Maybe not each browser release of updates can affect both – the effectiveness of your messages and the accuracy of the statistics tracking. But without checking you’ll never know. You need to keep an eye on it – which also takes time from your developers and QA engineers. And their time is also money.

The constant support of any software has its costs. Especially if it’s the software that depends on all the releases of all the browsers updates – that definitely wouldn’t be for free.

What if there is the trouble?

Any software breaks down and has bugs. Any! That’s a rule. You can minimize such cases by having QA engineers in your team who keep an eye on all releases. Along with DevOps engineers of different profiles who are immersed in the topic of this particular product.

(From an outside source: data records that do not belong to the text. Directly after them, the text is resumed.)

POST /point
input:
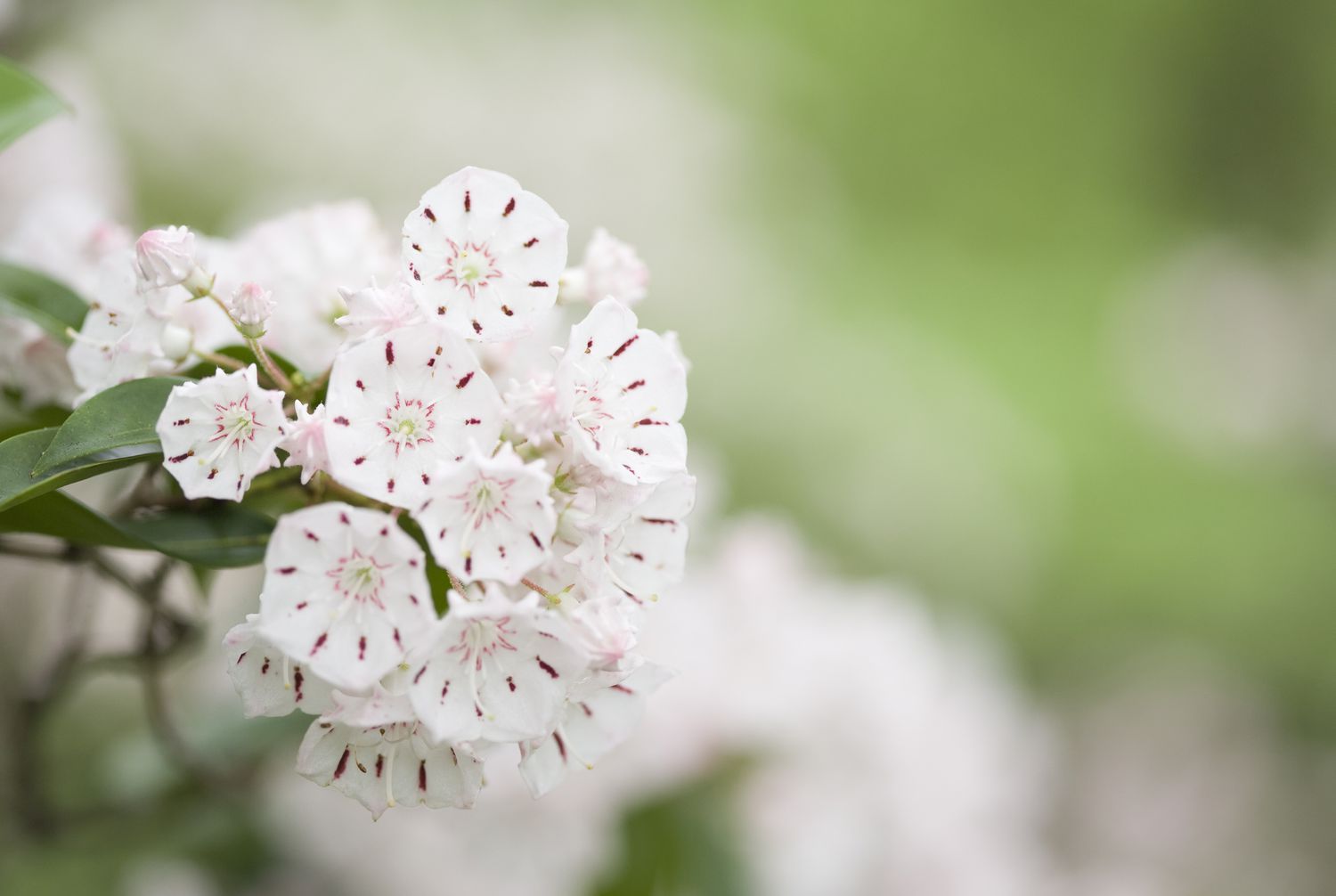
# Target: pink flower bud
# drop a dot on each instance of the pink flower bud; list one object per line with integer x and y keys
{"x": 251, "y": 305}
{"x": 165, "y": 258}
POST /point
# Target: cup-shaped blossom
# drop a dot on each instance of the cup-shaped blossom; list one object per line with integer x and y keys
{"x": 646, "y": 549}
{"x": 126, "y": 334}
{"x": 489, "y": 517}
{"x": 484, "y": 254}
{"x": 387, "y": 765}
{"x": 267, "y": 680}
{"x": 306, "y": 441}
{"x": 494, "y": 669}
{"x": 219, "y": 433}
{"x": 374, "y": 310}
{"x": 401, "y": 406}
{"x": 345, "y": 591}
{"x": 591, "y": 727}
{"x": 624, "y": 392}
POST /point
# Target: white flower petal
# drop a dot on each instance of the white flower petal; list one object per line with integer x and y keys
{"x": 484, "y": 254}
{"x": 489, "y": 517}
{"x": 625, "y": 392}
{"x": 392, "y": 768}
{"x": 219, "y": 433}
{"x": 591, "y": 728}
{"x": 401, "y": 406}
{"x": 266, "y": 680}
{"x": 497, "y": 671}
{"x": 345, "y": 591}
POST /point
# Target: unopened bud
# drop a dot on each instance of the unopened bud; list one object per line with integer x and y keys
{"x": 251, "y": 307}
{"x": 165, "y": 258}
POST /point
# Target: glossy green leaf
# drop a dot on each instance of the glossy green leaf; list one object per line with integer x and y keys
{"x": 19, "y": 454}
{"x": 24, "y": 103}
{"x": 219, "y": 535}
{"x": 48, "y": 304}
{"x": 111, "y": 429}
{"x": 15, "y": 419}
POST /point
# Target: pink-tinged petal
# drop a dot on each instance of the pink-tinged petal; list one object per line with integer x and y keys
{"x": 489, "y": 517}
{"x": 497, "y": 671}
{"x": 345, "y": 591}
{"x": 624, "y": 390}
{"x": 398, "y": 413}
{"x": 219, "y": 433}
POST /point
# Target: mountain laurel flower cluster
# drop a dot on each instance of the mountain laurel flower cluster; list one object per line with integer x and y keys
{"x": 467, "y": 524}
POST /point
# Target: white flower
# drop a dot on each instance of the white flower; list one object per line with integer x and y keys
{"x": 305, "y": 258}
{"x": 401, "y": 406}
{"x": 251, "y": 306}
{"x": 611, "y": 270}
{"x": 624, "y": 392}
{"x": 66, "y": 235}
{"x": 591, "y": 728}
{"x": 494, "y": 669}
{"x": 123, "y": 337}
{"x": 489, "y": 517}
{"x": 35, "y": 363}
{"x": 534, "y": 411}
{"x": 484, "y": 254}
{"x": 345, "y": 591}
{"x": 606, "y": 631}
{"x": 387, "y": 765}
{"x": 166, "y": 258}
{"x": 646, "y": 550}
{"x": 373, "y": 312}
{"x": 266, "y": 680}
{"x": 219, "y": 433}
{"x": 305, "y": 441}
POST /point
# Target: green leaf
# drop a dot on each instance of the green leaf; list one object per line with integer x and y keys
{"x": 53, "y": 306}
{"x": 111, "y": 429}
{"x": 19, "y": 452}
{"x": 15, "y": 419}
{"x": 219, "y": 535}
{"x": 213, "y": 535}
{"x": 436, "y": 577}
{"x": 61, "y": 516}
{"x": 24, "y": 103}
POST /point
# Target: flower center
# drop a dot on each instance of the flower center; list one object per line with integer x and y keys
{"x": 408, "y": 424}
{"x": 235, "y": 427}
{"x": 483, "y": 637}
{"x": 358, "y": 577}
{"x": 469, "y": 267}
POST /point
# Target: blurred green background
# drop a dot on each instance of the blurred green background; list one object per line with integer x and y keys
{"x": 916, "y": 251}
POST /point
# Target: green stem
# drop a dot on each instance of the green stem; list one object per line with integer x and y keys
{"x": 270, "y": 368}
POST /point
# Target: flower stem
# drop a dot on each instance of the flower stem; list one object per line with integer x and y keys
{"x": 270, "y": 368}
{"x": 222, "y": 361}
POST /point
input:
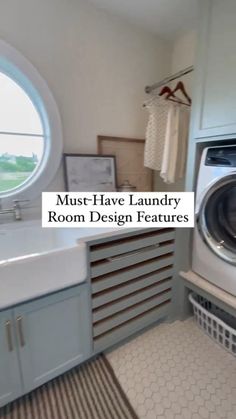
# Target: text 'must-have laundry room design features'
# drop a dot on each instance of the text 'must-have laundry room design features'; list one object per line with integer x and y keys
{"x": 114, "y": 322}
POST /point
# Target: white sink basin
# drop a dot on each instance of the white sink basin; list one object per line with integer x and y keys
{"x": 36, "y": 261}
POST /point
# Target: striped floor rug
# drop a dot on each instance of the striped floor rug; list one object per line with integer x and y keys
{"x": 90, "y": 391}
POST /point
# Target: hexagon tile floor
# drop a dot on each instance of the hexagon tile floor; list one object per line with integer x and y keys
{"x": 174, "y": 371}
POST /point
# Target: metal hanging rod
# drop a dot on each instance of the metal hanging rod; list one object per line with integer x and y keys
{"x": 149, "y": 89}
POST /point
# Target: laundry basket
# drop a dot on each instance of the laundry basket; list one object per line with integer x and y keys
{"x": 215, "y": 322}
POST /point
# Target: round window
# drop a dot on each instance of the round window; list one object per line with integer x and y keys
{"x": 30, "y": 129}
{"x": 217, "y": 218}
{"x": 22, "y": 139}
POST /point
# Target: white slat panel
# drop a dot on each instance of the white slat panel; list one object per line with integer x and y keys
{"x": 125, "y": 302}
{"x": 132, "y": 286}
{"x": 102, "y": 268}
{"x": 117, "y": 278}
{"x": 132, "y": 243}
{"x": 127, "y": 329}
{"x": 117, "y": 319}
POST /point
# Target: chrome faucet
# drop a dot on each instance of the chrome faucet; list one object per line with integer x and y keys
{"x": 15, "y": 210}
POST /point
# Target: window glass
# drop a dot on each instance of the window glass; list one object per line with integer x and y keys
{"x": 21, "y": 135}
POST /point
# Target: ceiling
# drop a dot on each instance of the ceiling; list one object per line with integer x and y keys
{"x": 166, "y": 18}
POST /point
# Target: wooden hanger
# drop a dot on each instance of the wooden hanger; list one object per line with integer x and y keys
{"x": 171, "y": 95}
{"x": 180, "y": 87}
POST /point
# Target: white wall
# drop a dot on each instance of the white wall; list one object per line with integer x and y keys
{"x": 95, "y": 65}
{"x": 183, "y": 55}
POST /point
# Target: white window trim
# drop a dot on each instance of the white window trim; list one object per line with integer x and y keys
{"x": 16, "y": 66}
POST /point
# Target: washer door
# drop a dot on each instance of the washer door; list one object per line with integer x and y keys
{"x": 217, "y": 218}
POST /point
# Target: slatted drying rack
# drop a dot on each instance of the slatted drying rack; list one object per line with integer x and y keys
{"x": 131, "y": 283}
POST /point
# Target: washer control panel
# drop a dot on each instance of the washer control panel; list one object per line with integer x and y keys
{"x": 221, "y": 156}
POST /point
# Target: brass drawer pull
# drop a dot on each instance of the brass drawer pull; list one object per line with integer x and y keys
{"x": 9, "y": 335}
{"x": 19, "y": 322}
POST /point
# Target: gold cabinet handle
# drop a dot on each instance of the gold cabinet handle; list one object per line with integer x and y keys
{"x": 19, "y": 322}
{"x": 9, "y": 335}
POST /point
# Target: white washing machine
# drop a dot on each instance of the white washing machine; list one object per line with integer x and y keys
{"x": 214, "y": 241}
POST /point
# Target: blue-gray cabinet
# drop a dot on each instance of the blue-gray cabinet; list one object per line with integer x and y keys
{"x": 10, "y": 379}
{"x": 46, "y": 337}
{"x": 215, "y": 104}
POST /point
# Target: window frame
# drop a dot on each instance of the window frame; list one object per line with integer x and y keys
{"x": 14, "y": 65}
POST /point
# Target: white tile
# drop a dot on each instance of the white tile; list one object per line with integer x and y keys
{"x": 174, "y": 371}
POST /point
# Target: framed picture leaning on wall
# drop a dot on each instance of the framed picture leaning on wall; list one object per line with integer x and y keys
{"x": 90, "y": 173}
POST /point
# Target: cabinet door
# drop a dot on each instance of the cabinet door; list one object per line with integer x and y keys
{"x": 54, "y": 335}
{"x": 10, "y": 380}
{"x": 215, "y": 96}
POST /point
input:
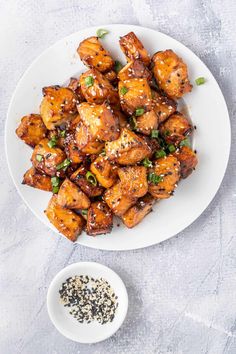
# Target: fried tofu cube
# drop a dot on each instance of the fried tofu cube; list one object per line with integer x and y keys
{"x": 117, "y": 201}
{"x": 133, "y": 48}
{"x": 99, "y": 219}
{"x": 100, "y": 121}
{"x": 86, "y": 143}
{"x": 128, "y": 149}
{"x": 31, "y": 129}
{"x": 37, "y": 180}
{"x": 147, "y": 122}
{"x": 46, "y": 159}
{"x": 133, "y": 181}
{"x": 167, "y": 170}
{"x": 135, "y": 94}
{"x": 163, "y": 106}
{"x": 188, "y": 160}
{"x": 97, "y": 89}
{"x": 175, "y": 128}
{"x": 74, "y": 85}
{"x": 65, "y": 220}
{"x": 79, "y": 178}
{"x": 70, "y": 196}
{"x": 171, "y": 73}
{"x": 93, "y": 55}
{"x": 136, "y": 213}
{"x": 71, "y": 149}
{"x": 105, "y": 172}
{"x": 58, "y": 106}
{"x": 134, "y": 69}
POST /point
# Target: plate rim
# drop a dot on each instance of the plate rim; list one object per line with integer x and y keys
{"x": 67, "y": 37}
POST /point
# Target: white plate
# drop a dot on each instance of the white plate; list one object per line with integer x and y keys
{"x": 207, "y": 109}
{"x": 66, "y": 324}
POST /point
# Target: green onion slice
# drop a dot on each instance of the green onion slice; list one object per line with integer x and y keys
{"x": 160, "y": 153}
{"x": 139, "y": 112}
{"x": 185, "y": 142}
{"x": 146, "y": 162}
{"x": 118, "y": 66}
{"x": 200, "y": 81}
{"x": 91, "y": 178}
{"x": 53, "y": 141}
{"x": 171, "y": 148}
{"x": 153, "y": 178}
{"x": 63, "y": 165}
{"x": 101, "y": 32}
{"x": 89, "y": 81}
{"x": 39, "y": 157}
{"x": 123, "y": 90}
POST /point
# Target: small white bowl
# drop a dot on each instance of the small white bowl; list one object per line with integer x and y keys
{"x": 66, "y": 324}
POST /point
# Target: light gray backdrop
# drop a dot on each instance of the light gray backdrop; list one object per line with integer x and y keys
{"x": 183, "y": 291}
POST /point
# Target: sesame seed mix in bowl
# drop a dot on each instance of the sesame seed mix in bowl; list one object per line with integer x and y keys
{"x": 89, "y": 299}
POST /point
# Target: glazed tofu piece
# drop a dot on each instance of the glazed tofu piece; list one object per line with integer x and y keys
{"x": 147, "y": 122}
{"x": 175, "y": 128}
{"x": 133, "y": 48}
{"x": 37, "y": 180}
{"x": 93, "y": 55}
{"x": 135, "y": 96}
{"x": 163, "y": 177}
{"x": 47, "y": 160}
{"x": 136, "y": 213}
{"x": 70, "y": 196}
{"x": 65, "y": 220}
{"x": 128, "y": 149}
{"x": 97, "y": 89}
{"x": 171, "y": 73}
{"x": 118, "y": 202}
{"x": 99, "y": 219}
{"x": 100, "y": 121}
{"x": 86, "y": 143}
{"x": 105, "y": 172}
{"x": 79, "y": 178}
{"x": 188, "y": 160}
{"x": 134, "y": 69}
{"x": 31, "y": 129}
{"x": 163, "y": 106}
{"x": 58, "y": 106}
{"x": 133, "y": 181}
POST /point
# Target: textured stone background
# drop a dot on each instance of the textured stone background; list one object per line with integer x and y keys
{"x": 183, "y": 291}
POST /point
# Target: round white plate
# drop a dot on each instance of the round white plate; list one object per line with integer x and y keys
{"x": 207, "y": 109}
{"x": 69, "y": 326}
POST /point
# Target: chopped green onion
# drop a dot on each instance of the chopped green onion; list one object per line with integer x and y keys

Software breaking down, or bugs would still happen anyway. But there would be less of them and they’d be fixed quicker by the in-house specialists, than if there was someone keeping an eye on these things part-time, without 100% involvement.


To sum up

If you want to make a push notifications system on your own, think about the following questions:

  • How much would it cost to make a system just to send notifications, and which functionality can you sacrifice in order to reduce the cost of this stage?
  • Are you ready to give up on having a convenient managing system in order to not spend money on UI/UX developers?
  • Do your colleagues need detailed statistics with lots of events and metrics and easy access to these statistics?
  • How much would you spend on the additional infrastructure needed for sending messages, data storage, and the functioning of the managing system?
  • Can you permanently spend resources on the analysis of browser releases and updates?
  • Are you ready to invest in one more monitoring system, or you’d prefer to know about them from your marketing team or other colleagues’ reports?
  • When inevitable trouble happens, would you distract your developers from their work and the current major tasks of your business for checking this? Or you’d allow them to concentrate on the tasks in which they are professionals?

And we, as professionals in what WE do at Notix, would take care of the things we know best.

Now you know what all the risks and challenges that developing your own Push Notification message sending and tracking system involves are. Are you still bent on giving it a go? Or are you ready to choose the simpler, more affordable, and more professional way? We thought you would.